Order: Strictly speaking this is not part of the breeding process, but like the other settings it should be set before breeding. It controls the ‘order’ of the polynomial (n in the mathematical note above). Normally you can leave this at the default value of 4. Increasing it increases the time take to breed a solution, but can (in theory at least) result in better rules. Changing this and then generating without first creating breeding new rules with ‘Find Polynomial’ can result in strange behaviour!
Retries: The number of times the breeding process is run. Genetic algorithms can become stuck in blind alleys, where the rule has stopped improving, but is still far worse than it could be because a wrong direction was taken early on. To get around this the breeding process is run several times with different starting rules each time; the best solution from all runs is then taken. The catch is that the time taken for the genetic algorithm to run in proportional to the number of retries used. You should normally use at least five retries, unless you are refining an existing rule (see below). The default is 10.
Converge: The number of generations without any improvement before the algorithm gives up trying to make a rule better. High values make for slower breeding but (potentially at least) slightly better rules.
Contrast: This isn’t a setting for breeding but for generation. You may find that a rule generates greyscale images with either too little contrast (where most pixels are either just brighter or just darker than the threshold level), or too much contrast (where most pixels are either pure black or pure white). This doesn’t affect the threshold image, but does affect the usefulness of the brightness brush – you need a reasonable amount of contrast to play with. Changing the contrast setting to compensate for this – check how much contrast you have by generating and visually inspecting the working image by turning off thresholding (untick Threshold on the Mode menu).

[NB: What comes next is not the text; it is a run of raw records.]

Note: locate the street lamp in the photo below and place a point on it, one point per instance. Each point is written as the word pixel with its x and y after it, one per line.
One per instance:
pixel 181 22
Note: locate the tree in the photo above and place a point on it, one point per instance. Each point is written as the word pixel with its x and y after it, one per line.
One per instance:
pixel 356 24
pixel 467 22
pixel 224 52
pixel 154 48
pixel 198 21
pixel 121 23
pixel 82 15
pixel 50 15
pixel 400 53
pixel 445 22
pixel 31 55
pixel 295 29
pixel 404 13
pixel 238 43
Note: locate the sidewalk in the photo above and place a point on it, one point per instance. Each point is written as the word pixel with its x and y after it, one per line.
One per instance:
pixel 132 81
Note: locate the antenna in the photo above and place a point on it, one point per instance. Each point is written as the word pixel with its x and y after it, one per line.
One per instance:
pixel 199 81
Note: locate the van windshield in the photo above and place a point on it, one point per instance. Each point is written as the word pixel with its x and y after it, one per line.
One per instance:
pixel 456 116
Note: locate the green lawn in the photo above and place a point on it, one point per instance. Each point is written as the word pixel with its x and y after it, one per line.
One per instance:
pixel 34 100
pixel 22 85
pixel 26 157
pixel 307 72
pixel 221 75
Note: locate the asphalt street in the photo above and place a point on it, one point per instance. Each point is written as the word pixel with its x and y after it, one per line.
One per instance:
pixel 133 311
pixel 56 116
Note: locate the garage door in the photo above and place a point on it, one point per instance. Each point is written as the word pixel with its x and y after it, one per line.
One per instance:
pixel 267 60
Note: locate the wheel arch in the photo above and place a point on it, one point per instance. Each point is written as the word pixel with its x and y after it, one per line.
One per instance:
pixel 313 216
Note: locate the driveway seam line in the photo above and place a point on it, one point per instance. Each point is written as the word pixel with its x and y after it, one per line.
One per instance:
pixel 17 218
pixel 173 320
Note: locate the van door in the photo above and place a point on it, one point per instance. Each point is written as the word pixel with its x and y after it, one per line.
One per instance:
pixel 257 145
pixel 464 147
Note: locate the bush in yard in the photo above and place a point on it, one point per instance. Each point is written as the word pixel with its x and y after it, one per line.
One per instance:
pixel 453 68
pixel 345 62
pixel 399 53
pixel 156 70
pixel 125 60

Find Polynomial button: Starts breeding with the current settings. Progress is reported in a small dialog, which reports the fitness of the current (‘Best’) rule as a percentage, representing the proportion of pixels in the sample that the current rule predicted correctly (so high is good); values of over 95% are normally attainable. The algorithm can be left to run to completion, or can be stopped at any time with the stop button. Whether the operation is complete or has been manually stopped the best rule found will be used. Once completed or stopped, the dialog should be closed with it’s ‘Close’ button.
7.4. Advice on polynomials¶
Breeding can take a long while, particularly for large samples across multiple images. The best way to speed it up is to perform a two-stage breed. Firstly, set a large number of retries (say 30 or so), but choose a low convergence (say 2000) and a high sparsity (how high depends on the speed of the computer and the size of the sample – anything that makes things go reasonably quickly). Perform a Find Polynomial operation with these settings, which will try a lot of different rules in a rough-and-ready way. From this you will end up with one good candidate. Now set up a careful breed without any retries (set retries to 1, sparsity to 1, and converge to 32000 or more) and perform a second Find Polynomial operation. This second run of the algorithm will take the best rule from the first run and give it as much chance to improve as possible. Using this two-stage approach, high quality rules can normally be generated in a few minutes at most.